Josh just nodded. “I’m sorry.”
“So am I,” Stevens said.
Turning, Josh walked back to his truck, got in, and fired the engine. Making a U-turn, he headed back the way he had come. It was five o’clock somewhere and he really needed a drink.
He checked his watch. Hell, it was five-thirty right now in Iron Springs. Pulling onto the highway, he headed for Jubal’s Roadhouse. After his run-in with the kid, it was way worse than a Lone Star night. He needed a shot of Jack Daniel’s.
The good news was, Damon Bridger hadn’t set the fire. At least for now, Tory and Ivy were safe.
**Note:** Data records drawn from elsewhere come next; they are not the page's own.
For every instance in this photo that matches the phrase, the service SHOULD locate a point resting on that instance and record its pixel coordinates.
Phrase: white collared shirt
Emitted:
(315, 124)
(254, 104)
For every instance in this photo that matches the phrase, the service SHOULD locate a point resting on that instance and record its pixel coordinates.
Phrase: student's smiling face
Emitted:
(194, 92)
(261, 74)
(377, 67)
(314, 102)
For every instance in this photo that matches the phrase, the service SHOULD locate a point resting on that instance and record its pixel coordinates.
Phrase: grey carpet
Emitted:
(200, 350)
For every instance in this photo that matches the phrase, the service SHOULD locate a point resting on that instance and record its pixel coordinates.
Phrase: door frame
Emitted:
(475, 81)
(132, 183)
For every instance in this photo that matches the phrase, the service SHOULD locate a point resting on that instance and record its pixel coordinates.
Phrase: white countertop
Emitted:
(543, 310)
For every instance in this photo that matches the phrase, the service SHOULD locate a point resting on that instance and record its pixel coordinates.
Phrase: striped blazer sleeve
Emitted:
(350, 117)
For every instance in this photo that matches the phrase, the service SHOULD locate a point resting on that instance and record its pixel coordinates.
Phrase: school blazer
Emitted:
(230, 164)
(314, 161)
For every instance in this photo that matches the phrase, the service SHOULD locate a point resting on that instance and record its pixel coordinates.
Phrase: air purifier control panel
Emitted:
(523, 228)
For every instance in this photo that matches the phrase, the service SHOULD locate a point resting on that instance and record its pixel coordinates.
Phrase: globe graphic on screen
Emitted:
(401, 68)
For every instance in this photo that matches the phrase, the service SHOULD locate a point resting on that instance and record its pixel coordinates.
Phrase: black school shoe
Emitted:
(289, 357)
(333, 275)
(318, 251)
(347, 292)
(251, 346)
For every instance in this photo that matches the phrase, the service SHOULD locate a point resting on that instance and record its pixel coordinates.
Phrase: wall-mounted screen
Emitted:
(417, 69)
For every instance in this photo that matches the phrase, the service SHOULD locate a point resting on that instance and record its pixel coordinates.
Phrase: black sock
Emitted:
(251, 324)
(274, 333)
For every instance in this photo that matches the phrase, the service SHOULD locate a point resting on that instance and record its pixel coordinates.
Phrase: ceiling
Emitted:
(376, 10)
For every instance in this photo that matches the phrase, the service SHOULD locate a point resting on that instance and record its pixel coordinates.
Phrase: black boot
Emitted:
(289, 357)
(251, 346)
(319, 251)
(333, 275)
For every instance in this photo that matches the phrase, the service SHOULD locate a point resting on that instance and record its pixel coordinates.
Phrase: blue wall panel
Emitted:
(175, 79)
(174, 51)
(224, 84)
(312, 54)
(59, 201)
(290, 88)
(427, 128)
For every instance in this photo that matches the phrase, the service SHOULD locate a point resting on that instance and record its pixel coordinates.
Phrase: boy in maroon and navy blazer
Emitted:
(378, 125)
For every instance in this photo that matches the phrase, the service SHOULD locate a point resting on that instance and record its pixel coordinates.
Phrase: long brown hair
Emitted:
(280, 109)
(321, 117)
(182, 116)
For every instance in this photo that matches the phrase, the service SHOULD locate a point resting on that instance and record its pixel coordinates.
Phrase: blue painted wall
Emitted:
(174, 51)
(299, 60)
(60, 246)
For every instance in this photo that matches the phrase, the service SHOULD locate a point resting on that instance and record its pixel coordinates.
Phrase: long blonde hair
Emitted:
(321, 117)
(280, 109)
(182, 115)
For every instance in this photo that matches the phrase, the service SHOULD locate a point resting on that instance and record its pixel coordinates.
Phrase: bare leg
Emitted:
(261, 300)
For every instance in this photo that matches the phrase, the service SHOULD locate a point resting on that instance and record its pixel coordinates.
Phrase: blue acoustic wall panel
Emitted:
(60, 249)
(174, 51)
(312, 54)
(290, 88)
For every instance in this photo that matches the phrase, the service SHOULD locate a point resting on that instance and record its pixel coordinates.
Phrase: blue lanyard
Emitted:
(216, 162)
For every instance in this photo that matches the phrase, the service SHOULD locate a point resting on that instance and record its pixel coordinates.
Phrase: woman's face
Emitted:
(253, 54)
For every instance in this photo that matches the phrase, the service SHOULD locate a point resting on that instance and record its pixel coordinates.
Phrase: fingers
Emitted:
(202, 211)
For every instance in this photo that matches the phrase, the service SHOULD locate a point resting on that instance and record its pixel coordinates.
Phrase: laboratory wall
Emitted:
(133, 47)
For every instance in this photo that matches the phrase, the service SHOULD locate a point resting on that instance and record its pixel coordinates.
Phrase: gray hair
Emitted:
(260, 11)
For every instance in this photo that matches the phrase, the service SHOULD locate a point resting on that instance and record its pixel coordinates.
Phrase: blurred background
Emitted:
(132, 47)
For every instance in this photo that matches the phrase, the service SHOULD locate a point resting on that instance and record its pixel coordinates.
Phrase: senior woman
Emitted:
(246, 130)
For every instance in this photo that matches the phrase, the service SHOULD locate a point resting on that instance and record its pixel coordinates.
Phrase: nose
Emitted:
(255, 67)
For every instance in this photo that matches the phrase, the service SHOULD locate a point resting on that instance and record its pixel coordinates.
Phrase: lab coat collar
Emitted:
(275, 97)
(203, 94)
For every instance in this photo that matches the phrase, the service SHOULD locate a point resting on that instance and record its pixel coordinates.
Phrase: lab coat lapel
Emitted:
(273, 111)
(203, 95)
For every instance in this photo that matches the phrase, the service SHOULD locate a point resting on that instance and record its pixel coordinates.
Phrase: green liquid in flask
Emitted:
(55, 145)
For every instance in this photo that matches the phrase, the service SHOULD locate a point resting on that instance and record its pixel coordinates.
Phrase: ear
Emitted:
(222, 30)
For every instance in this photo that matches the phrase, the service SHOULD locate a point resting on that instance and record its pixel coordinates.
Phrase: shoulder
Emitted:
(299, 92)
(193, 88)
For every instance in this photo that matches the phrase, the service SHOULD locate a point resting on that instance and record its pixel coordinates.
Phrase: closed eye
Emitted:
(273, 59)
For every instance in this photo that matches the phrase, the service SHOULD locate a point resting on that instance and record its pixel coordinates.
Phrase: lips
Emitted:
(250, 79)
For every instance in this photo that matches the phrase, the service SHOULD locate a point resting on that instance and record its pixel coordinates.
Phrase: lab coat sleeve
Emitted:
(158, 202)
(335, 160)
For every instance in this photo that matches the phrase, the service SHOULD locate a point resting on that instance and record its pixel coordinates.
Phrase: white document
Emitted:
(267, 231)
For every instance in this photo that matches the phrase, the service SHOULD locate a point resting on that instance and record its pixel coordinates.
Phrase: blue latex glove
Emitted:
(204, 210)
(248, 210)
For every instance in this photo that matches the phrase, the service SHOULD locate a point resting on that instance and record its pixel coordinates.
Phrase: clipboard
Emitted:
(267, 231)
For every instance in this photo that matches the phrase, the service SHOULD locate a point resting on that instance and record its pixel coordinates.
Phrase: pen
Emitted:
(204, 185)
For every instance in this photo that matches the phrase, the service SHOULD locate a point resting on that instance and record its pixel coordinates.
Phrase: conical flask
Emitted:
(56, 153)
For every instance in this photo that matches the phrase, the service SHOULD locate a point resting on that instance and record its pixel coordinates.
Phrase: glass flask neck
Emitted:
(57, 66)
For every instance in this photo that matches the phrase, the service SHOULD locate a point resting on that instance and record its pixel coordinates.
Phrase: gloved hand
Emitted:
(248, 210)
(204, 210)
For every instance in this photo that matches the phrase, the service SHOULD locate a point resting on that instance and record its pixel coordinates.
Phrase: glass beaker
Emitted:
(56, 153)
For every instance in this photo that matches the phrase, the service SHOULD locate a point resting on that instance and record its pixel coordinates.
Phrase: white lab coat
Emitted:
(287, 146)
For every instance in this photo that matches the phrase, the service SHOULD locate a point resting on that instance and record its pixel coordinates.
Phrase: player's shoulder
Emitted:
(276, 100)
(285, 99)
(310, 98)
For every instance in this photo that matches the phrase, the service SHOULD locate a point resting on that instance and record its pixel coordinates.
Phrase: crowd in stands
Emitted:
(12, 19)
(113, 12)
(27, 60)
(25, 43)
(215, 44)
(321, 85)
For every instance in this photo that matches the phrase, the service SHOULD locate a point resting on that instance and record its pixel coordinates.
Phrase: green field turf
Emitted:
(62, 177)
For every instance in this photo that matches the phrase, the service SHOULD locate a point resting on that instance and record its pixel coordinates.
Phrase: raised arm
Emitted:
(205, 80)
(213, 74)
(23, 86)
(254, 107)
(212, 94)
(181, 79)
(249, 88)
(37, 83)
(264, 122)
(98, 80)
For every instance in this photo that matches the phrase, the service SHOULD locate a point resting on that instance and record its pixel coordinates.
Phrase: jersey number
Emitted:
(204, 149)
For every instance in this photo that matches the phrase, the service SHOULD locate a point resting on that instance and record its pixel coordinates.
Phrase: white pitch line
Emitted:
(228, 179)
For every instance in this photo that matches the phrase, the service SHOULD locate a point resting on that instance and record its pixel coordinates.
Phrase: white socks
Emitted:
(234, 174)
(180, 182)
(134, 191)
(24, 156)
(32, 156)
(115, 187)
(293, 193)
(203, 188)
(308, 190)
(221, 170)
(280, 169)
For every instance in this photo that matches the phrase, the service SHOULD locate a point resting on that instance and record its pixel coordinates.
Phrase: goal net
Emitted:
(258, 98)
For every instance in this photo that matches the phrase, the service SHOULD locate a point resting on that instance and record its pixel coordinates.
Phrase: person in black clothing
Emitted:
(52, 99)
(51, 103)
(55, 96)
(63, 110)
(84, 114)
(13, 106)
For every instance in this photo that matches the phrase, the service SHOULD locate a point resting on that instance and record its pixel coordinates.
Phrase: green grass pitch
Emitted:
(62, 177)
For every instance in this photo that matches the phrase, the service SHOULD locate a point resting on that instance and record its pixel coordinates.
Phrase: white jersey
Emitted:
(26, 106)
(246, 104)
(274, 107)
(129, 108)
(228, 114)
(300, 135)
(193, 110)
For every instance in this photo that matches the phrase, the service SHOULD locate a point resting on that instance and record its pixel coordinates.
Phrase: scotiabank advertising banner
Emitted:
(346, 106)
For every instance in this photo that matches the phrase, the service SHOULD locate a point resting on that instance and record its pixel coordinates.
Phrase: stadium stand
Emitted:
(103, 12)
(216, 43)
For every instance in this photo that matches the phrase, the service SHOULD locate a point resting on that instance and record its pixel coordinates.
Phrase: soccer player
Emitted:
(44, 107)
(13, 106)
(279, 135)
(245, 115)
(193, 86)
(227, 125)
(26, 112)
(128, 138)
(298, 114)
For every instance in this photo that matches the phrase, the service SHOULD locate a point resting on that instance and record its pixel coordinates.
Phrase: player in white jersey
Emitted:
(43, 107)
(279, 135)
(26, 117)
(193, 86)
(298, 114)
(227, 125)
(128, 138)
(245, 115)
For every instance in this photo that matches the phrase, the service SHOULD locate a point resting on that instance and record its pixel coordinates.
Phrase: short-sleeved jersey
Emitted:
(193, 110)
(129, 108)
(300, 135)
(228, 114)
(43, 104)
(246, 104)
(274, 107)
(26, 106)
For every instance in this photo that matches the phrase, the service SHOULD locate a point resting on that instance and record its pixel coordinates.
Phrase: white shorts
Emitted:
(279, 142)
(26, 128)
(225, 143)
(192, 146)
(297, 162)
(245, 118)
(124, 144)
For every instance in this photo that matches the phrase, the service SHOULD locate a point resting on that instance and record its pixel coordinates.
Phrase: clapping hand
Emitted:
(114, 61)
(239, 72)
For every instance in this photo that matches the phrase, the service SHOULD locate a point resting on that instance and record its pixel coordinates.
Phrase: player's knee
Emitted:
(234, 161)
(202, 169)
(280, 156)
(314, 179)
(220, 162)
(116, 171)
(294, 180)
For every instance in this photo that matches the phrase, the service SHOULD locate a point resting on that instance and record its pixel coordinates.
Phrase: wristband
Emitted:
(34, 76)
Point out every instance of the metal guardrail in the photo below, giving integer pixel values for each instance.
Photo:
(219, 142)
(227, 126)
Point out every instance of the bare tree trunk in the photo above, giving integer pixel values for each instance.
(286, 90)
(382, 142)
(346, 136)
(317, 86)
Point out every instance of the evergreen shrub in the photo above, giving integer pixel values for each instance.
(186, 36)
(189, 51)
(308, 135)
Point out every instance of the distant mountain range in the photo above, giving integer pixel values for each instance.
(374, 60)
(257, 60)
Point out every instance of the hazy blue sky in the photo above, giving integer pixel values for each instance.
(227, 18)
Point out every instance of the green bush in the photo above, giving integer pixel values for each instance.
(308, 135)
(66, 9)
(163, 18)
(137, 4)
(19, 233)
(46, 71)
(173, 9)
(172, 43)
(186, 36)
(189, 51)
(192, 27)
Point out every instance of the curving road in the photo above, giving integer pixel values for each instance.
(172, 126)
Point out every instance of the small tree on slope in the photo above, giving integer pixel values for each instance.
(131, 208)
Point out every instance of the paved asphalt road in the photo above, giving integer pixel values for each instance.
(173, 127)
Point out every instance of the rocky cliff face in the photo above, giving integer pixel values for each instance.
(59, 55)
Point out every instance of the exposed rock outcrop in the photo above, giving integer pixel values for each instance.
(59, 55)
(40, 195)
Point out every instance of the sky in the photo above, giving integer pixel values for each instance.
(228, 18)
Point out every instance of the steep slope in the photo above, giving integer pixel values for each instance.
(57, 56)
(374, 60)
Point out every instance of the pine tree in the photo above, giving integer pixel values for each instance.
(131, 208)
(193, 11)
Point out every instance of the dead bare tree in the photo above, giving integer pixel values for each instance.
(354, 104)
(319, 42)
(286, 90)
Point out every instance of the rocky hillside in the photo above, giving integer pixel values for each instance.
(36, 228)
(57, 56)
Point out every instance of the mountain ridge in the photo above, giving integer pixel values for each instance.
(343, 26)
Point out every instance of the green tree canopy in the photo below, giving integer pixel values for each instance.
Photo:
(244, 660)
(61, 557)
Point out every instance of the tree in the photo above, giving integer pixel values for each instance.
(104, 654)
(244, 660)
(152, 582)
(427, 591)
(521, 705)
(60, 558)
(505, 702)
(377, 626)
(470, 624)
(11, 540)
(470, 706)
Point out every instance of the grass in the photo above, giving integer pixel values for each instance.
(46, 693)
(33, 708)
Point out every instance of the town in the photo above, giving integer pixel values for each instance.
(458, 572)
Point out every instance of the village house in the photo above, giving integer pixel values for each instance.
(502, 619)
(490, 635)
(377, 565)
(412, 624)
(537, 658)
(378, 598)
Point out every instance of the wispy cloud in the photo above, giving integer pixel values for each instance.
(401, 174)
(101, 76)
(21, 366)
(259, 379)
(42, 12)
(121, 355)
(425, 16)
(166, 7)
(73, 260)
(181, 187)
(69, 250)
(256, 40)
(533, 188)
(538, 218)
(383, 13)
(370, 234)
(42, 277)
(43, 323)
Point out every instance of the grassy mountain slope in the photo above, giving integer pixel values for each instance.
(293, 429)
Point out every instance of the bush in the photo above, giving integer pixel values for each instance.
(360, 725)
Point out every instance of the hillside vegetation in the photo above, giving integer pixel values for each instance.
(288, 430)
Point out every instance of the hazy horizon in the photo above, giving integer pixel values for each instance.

He hit the hands-free button and pushed the number for the landline he used for business. He’d been putting off hiring someone to design an Iron River Ranch webpage and set up the ranch’s bookkeeping and tax records, but he’d need to do it soon.
The phone rang a couple of times before Tory picked up, which reminded him to buy her one of those throwaway phones to use when she was in the trailer. He didn’t like her being over there with no way to communicate.
“Tory, it’s Josh,” he said.
“Hey, Josh.”
Just hearing her voice made his groin tighten. He couldn’t believe it. “You don’t have to worry about Bridger. Randy Stevens set the fire.”
“Oh, God, that’s the teenage boy you hired?”
“Randy’s nineteen. Grown up enough to know the difference between right and wrong.”
“Did the sheriff arrest him?”
“Not yet, but odds are he will. His father’s taking care of it. I trust him to handle it.”
“At least it wasn’t Damon. I can’t tell you what a relief that is.”
“Yeah. Listen, I’ve got to go. You and Ivy have a good night.”
“You too,” she said softly.
He was hard by the time he hung up. It made no sense. She wasn’t even his type. He liked big, buxom women, the kind who could handle what a man his size had to give. Not some petite little female half afraid of men. For him sex was a stress reliever. He didn’t want to have to hold back, worry about hurting the lady in his bed.
He stopped by the grocery store to pick up a couple of items and buy that phone, then headed for Jubal’s, even more in need of a drink after talking to Tory. When his phone rang, he hit the hands-free. “Josh Cain.”
“Josh, it’s Noble Blanchard.” The guy he’d bought the ranch from. “I got your call about the stallion.”
“What can you tell me about him?”
“I bought that horse as part of a package deal, just the way I sold him to you. The previous owner was a fella named Porter Sturgis. Sturgis is kind of an a-hole, if you don’t mind my saying. Treats his stock really poorly.”
“Makes him worse than an a-hole in my book.”
“Sturgis had the stallion for a while, but the horse was raised from a colt by a woman named Amanda Bonner. When she was killed in a boating accident, the horse was sold to Porter.”
“You think Porter’s mistreatment was what made the stallion so crazy?”
“I hate to spread gossip, but yes, that’s what I think.”
“I appreciate the help, Noble.” And it might just be the answer to the question he’d wanted answered.
Why did the stallion respond to Tory and no one else?
After talking to Noble, Josh believed the obvious might be correct. The horse trusted her because she was a woman.
He ended the call as he pulled into the parking lot of Jubal’s, a false-fronted wood-framed building at the edge of town that looked like something out of the Wild West. Even had a board walkway out front.